Another day another mine! Visited with cunning corgi. Bit of a bugger to light this one, plus the amount of moisture in the air made taking photographs a bit of a problem!


History
The Quarry was reopened and re-equipped in 1872 and for a short period a workforce of over 100 produced an annual extraction of 100 tons per annum. A new larger mill with 40 machines was built on the valley floor. By 1894 the workforce had been reduced to 20 with 550 tons of slate being produced.

Production continued to decline until the quarry closed in 1925, by this time there were only 3 saws and 2 planers. Tramways throughout the quarry were an unusual gauge of 2ft 4 1/4in; today much of the tramway still remains in place both on the surface and underground.

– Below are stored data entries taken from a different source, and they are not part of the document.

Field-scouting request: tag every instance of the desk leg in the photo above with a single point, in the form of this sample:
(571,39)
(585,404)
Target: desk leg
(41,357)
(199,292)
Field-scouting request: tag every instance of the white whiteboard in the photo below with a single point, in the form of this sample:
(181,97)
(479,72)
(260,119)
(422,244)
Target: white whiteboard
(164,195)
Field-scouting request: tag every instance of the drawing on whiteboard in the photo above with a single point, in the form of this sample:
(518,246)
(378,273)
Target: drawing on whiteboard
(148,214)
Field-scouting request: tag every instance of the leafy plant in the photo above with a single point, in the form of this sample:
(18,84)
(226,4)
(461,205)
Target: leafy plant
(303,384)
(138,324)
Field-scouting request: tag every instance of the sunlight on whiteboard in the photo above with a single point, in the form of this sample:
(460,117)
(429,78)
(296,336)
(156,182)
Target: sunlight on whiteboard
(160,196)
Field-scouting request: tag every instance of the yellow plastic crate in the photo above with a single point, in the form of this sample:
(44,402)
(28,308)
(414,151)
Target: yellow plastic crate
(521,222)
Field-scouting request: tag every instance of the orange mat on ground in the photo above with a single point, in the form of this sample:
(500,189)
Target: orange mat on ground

On the opposite side of the pit is the adit into the underground workings with random headings and chambers; all workings below adit level are now flooded. It is possible to climb out through an air shaft of one of the chambers. Some plant still remains in place including several winches, climbing chains and a boiler.


1




2




3 The Lake




4 Winch





5 Ladders





6 Boiler





7





8





9





10





11





12






13 Cart




14 View from the top of the incline




All in all another good mine, hard to show how big the caverns actually are!


----------



## King Al (Mar 24, 2012)

Another great find Walsh! really like the pic of the lake


----------



## TeeJF (Mar 24, 2012)

Nice work buddy!


----------



## flyboys90 (Mar 24, 2012)

Great photos,thanks for sharing.


----------



## borntobemild (Mar 25, 2012)

Intrigued by the marks on the rock on Photo 10. Anyone?


----------



## twominted (Mar 25, 2012)

Boring machine or cutter.

Just the way the slate was cut in that area.


----------



## Landsker (Mar 25, 2012)

twominted said:


> Boring machine or cutter.
> 
> Just the way the slate was cut in that area.



Just and old fashioned drill, it's called channelling I believe.


----------



## Pincheck (Mar 26, 2012)

interesting


----------